Canine rehabilitation is similar to physical therapy in people. The purpose of canine rehab is to decrease pain and "to maintain, promote, and restore optimal function, optimal fitness, wellness, and quality of life" (Charalambous et al., 2022) for our canine companions. 

Many patients can benefit from canine rehabilitation. We may typically think of post-op patients or dogs with a history of arthritis as those who benefit the most from rehab, but rehab can be beneficial for dogs of all ages and fitness levels, including 6-week-old puppies. By providing wellness rehabilitation checks, we can be proactive in addressing the health of the joints and muscles of our canine companions, allowing us to potentially slow down or even prevent the development of joint dysfunction and pain in the future. 

We have a veterinarian certified as a rehabilitation therapist who employs manual therapies, laser, and therapeutic exercises based on findings after a thorough assessment.

Canine Physical Rehabilitation FAQ

1. What is it?
The process that "aids" in the prevention of injury and recovery from trauma, therefore expanding the physical potential and quality of life in our canine companions."

2. What common conditions affecting dogs are treated effectively with physical rehabilitation?
Arthritis, obesity, hip dysplasia, shoulder injuries and tendonopathies, patellar luxation, cranial cruciate ligament disease, intervertebral disc disease, and muscle strain or overuse injuries. 

3. What is needed for a physical rehabilitation assessment?
Before the assessment, a complete physical exam and labwork are needed to ensure that it is safe to begin therapy. 

4. What happens at a physical rehabilitation assessment appointment?
A comprehensive examination of the patient's musculoskeletal system is performed by Dr.

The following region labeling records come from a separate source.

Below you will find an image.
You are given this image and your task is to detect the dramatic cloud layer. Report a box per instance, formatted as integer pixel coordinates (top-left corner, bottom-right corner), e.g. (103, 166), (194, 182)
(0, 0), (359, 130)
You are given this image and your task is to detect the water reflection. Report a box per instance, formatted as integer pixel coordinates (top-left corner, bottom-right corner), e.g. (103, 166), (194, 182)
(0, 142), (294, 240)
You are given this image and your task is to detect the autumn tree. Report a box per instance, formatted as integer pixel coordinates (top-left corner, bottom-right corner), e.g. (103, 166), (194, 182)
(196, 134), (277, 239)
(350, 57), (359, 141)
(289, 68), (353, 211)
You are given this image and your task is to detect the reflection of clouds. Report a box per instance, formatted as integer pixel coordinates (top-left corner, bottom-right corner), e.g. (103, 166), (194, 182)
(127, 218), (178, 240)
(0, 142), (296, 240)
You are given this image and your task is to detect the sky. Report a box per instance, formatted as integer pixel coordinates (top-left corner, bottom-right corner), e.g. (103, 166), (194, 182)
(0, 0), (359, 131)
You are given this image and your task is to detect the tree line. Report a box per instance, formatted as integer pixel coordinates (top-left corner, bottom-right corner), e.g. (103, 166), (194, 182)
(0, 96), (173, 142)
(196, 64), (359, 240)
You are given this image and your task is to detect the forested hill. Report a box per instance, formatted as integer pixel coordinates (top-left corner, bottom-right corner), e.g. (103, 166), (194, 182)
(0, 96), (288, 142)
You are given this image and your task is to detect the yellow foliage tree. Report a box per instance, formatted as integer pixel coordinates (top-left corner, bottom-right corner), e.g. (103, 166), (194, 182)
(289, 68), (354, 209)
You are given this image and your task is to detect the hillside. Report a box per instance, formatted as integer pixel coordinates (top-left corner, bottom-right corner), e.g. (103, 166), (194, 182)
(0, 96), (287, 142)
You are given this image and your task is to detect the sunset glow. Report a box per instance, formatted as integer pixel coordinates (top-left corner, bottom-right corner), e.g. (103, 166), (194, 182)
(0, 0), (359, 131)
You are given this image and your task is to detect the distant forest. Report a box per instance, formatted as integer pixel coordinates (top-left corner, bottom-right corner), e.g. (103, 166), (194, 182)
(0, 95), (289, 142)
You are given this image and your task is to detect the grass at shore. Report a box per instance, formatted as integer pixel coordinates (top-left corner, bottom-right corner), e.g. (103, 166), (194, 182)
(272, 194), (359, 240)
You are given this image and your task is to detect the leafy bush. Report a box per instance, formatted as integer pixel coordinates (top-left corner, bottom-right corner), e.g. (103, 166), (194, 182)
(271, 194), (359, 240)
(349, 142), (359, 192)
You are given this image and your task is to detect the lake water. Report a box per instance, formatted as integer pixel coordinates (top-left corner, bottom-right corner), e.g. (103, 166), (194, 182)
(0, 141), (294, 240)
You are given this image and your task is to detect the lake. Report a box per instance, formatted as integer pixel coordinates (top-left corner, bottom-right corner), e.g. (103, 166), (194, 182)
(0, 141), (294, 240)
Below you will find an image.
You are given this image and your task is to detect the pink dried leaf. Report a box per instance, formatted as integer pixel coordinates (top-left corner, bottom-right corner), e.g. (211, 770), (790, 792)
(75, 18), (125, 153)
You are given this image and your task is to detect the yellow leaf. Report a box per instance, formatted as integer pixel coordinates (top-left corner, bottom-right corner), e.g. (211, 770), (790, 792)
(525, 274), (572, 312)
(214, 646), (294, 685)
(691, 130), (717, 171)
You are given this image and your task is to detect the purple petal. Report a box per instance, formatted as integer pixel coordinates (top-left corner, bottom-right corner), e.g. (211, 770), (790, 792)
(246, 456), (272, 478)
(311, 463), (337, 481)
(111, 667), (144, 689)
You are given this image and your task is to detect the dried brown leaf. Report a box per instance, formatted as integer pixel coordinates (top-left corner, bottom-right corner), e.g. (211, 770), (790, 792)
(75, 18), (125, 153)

Juli Potter, a small animal veterinarian and Certified Canine Rehabilitation Therapist with advanced training in the diagnosis and therapy of musculoskeletal disease in dogs. 

5. What are the goals of physical rehabilitation?
The initial goals are to relieve pain and inflammation and to restore integrity to the injured tissues. Additional goals include increased range of motion, improve conditioning and strength, and return of normal function.

6. What techniques can we use during physical rehabilitation?
Rehabilitation is a multimodal discipline combining many therapies to help achieve these goals. Rehabilitation therapists may employ methods such as manual therapies, including joint mobilizations, massage, and myofascial release. Therapists may use modalities such as hot and cold therapy, laser therapy, NMES, PEMF, acupuncture or acupressure along with hydrotherapy. Passive range of motion exercises, stretching and therapeutic strengthening exercises are also an important part of therapy.   

7. Can physical rehabilitation techniques be used to prevent problems?
Physical rehabilitation can help to prevent injury and to slow down the progression of musculoskeletal disease. Structural changes, stiffness, and pain can be identified before outward clinical signs are evident, and treatment of these changes can potentially slow down or even prevent the progression of dysfunction and pain.

8. What role do caregivers play in canine rehabilitation?
Caregivers play a vital role in the successful treatment of canine rehabilitation patients; environmental management. proper nutrition and maintenance of an ideal body weight, and home exercise programs are integral to recovery and prevention.

ALL canines, from puppies to seniors, can benefit from a physical rehabilitation exam.